In his first major speech on foreign policy since becoming U.K. prime minister, Sunak declared the “so-called ‘golden era’” in relations between Britain and China to be over, amid escalating tensions between the West and Beijing.
But speaking in London Monday evening, Sunak added that it would be wrong to “simply ignore China’s significance in world affairs” and that the U.K. and its allies’ approach to Beijing had to include “diplomacy and engagement.”
And he said the U.K. would be “standing up to our competitors, not with grand rhetoric but with robust pragmatism,” in a swipe at his predecessor Liz Truss’ hardline stance.

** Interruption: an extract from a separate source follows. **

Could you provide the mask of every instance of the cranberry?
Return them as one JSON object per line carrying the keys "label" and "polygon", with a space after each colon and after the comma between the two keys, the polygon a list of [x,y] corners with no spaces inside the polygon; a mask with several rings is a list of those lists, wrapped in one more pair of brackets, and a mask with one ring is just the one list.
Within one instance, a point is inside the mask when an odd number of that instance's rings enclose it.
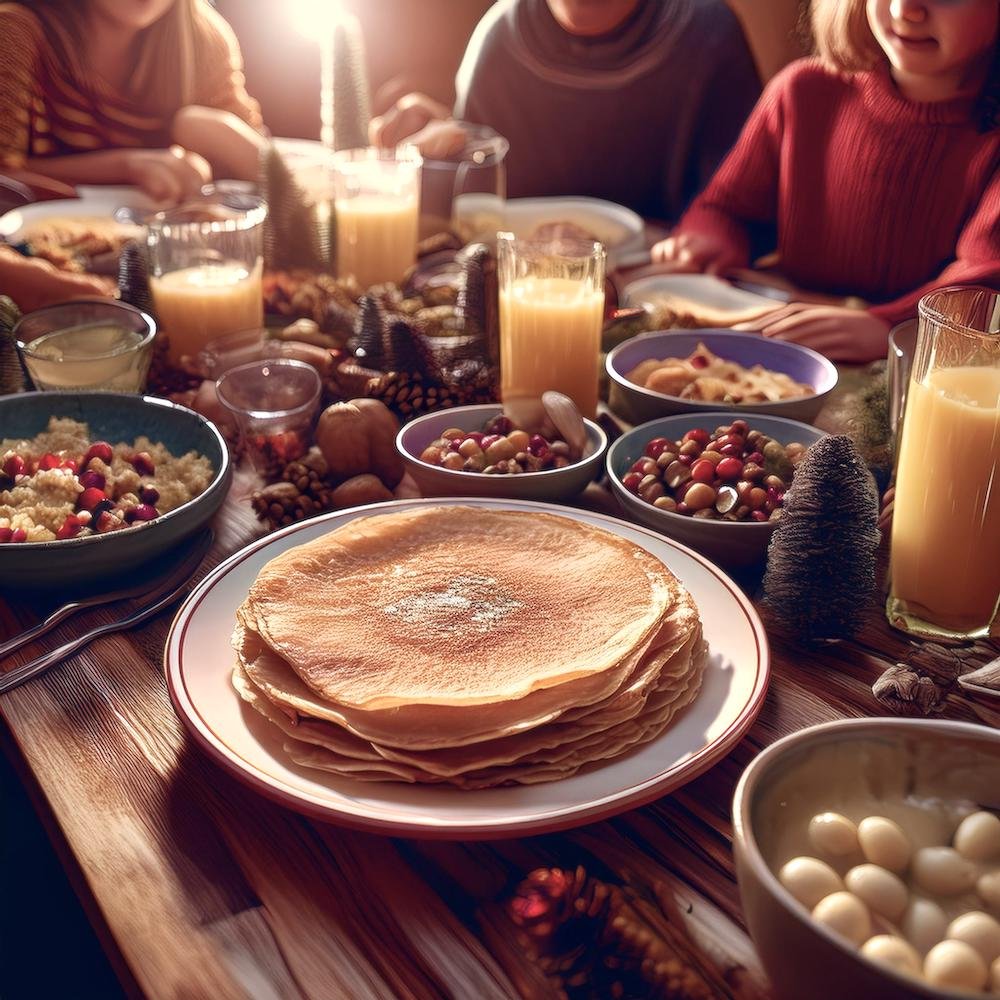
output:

A “golden era” in U.K.-China relations had been heralded in 2015 by former Prime Minister David Cameron and his chancellor, George Osborne, both of whom were eager to attract more Chinese investment to Britain.
That same year President Xi was welcomed to the U.K. for an official state visit, while Osborne and then-London mayor Boris Johnson both travelled to China to drum up investment.
Relations since then have soured over Beijing’s crackdown on liberties in Hong Kong, its treatment of the Uyghur Muslim community in Xinjiang and concerns about the security implications of allowing Chinese companies to build or buy up critical infrastructure in the U.K.
In his speech on Monday, Sunak said the U.K.’s approach to China needed to “evolve” from the soft approach of the early part of the century and criticized the “naïve idea that trade [with China] would lead to social and political reform” in the country.
He said China in fact “poses a systemic challenge to our values and interests, a challenge that grows more acute as it moves towards even greater authoritarianism.” The prime minister directly criticized Beijing’s crackdown this week on anti-lockdown protesters, and the assault of BBC journalist Ed Lawrence by police.
But he added the U.K. should not “rely on simplistic Cold War rhetoric” and said: “We cannot simply ignore China’s significance in world affairs — to global economic stability or issues like climate change.”
“The U.S., Canada, Australia, Japan and many others understand this too. So together we’ll manage this sharpening competition, including with diplomacy and engagement,” he added.
Sunak’s speech signals a willingness to engage in dialogue with Beijing, particularly on issues such as climate change, and a notable shift in tone from the hawkish Truss.
He began to set out the new approach during his trip to Indonesia for the G20 summit, where he had been due to hold a bilateral meeting with Xi, though this was cancelled at the 11th hour. During the summit, the PM signalled he had dropped plans to class China as a “threat” in a forthcoming review of U.K. foreign and defense policy.
Sunak’s stance marks a significant softening of the position he briefly adopted during the hard-fought Tory leadership contest over the summer, where he described China as “the largest threat to Britain and the world’s security and prosperity” in a vain effort to outflank Truss. Earlier, as chancellor under Boris Johnson, he had called for closer economic ties with Beijing.
Critics have accused him of flip-flopping on his position, with China hawks within the Tory Party suspicious of his softening stance.
Former Tory leader Iain Duncan Smith said Monday “the British government has tied itself in knots” over China and that Sunak’s stated approach of ‘robust pragmatism’ “sounds more and more like appeasement.”
David Lammy, Labour’s shadow foreign secretary, said Sunak’s speech was “thin as gruel” and that “once again, the Conservative government is flip-flopping its rhetoric on China.”